Here is the example:
from pyspark.sql.types import DecimalType
import pyspark.sql.functions as F
df = spark.createDataFrame([("-001.399", )],["String"]).withColumn("Decimal", F.col("String").cast(DecimalType(2,1)))
df.show(truncate=False)
+--------+-------+
|String |Decimal|
+--------+-------+
|-001.399|-1.4 |
+--------+-------+
From the result I see that the number in Decimal format is rounded, which is not a desired behavior in my use case.
1. Is it possible to cast String to Decimal without rounding?
The expected result would be:
+--------+-------+
|String |Decimal|
+--------+-------+
|-001.399|-1.3 |
+--------+-------+
2. Is it possible to "strictly" cast String to Decimal so that it will return null
if the actual scale does not exactly fit to specified scale?
The expected result would be (like if I would try to cast "-0011.399" to Decimal(2,1)
):
+--------+-------+
|String |Decimal|
+--------+-------+
|-001.399|null |
+--------+-------+
The following regex would only keep 1 digit after the .
decimal point.
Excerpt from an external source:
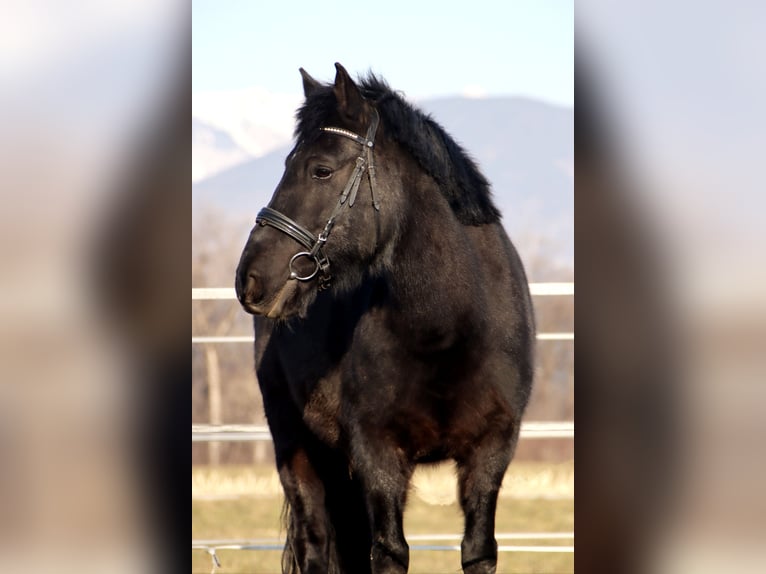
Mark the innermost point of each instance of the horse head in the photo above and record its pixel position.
(332, 213)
You could apply this transformation before casting to decimal type.
F.regexp_extract("String", r"^([^.]*(\.\d)?)", 1)
Full test:
from pyspark.sql import functions as F
df = spark.createDataFrame([("-001.399",), ("001.399",), ("-001",), ("001",), ("-001.",), ("001.",), ("-001.39",), ("-001.3",), ("-.39",), (".39",)], ["String"])
df = df.withColumn("String2", F.regexp_extract("String", r"^([^.]*(\.\d)?)", 1))
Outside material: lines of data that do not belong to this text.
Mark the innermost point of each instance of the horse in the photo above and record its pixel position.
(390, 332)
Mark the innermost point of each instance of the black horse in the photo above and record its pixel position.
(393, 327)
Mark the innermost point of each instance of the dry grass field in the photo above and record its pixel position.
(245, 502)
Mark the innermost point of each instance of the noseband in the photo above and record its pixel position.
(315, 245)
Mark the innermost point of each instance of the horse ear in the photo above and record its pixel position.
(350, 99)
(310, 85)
df = df.withColumn("Decimal", F.col("String2").cast('decimal(2,1)'))
df.show()
# +--------+-------+-------+
# | String|String2|Decimal|
# +--------+-------+-------+
# |-001.399| -001.3| -1.3|
# | 001.399| 001.3| 1.3|
# | -001| -001| -1.0|
# | 001| 001| 1.0|
# | -001.| -001| -1.0|
# | 001.| 001| 1.0|
# | -001.39| -001.3| -1.3|
# | -001.3| -001.3| -1.3|
# | -.39| -.3| -0.3|
# | .39| .3| 0.3|
# +--------+-------+-------+
If you need more digits after the decimal point, you can insert e.g. {0,3}
into the regex (for up to 3 digits after the decimal point).
r"^([^.]*(\.\d{0,3})?)"